Earlier this summer, I (along with many other readers) objected to Kathy and Marcy’s (of Annie’s Mailbox) use of the term “professional woman” to denote “sex worker.” Originally, a female lawyer wrote in to protest, and M&K insisted the term was a “common” way to refer to sex work. I had never heard it that way, and a Google search revealed no connection between the two. Today, another professional woman–this one a scholar–weighs in:
Dear Annie: Your reply to “Professional Woman,” who complained about your use of the term to refer to a stripper, was way off base. Sure, most people probably knew that you were referring to some sort of sex worker, but how sexist is that?

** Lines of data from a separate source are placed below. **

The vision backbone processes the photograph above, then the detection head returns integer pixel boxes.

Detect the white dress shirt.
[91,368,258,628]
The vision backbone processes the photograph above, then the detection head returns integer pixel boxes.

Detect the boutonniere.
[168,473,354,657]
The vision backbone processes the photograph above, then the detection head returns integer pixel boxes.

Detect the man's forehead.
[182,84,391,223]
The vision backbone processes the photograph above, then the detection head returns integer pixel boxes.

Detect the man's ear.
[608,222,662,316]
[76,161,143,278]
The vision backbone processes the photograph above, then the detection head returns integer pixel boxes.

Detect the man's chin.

In the 19th and even 20th centuries, the phrase “public woman” was used to refer to prostitutes on the assumption that any woman who would occupy public space without a proper male escort must be a prostitute. It provided a handy way to exclude middle- and upper-class women from public spaces, stigmatize working-class women (who appeared regularly in public spaces), and render as sexual prey all women who went out in public.
The double entendre implicit in the phrase “professional woman” undoubtedly serves a similar purpose, insinuating that sex work can be a profession for women and also that “professional women” are sexually available. It’s sexist and discriminatory. — Leigh Ann Wheeler, Associate Professor of History, Binghamton University (SUNY)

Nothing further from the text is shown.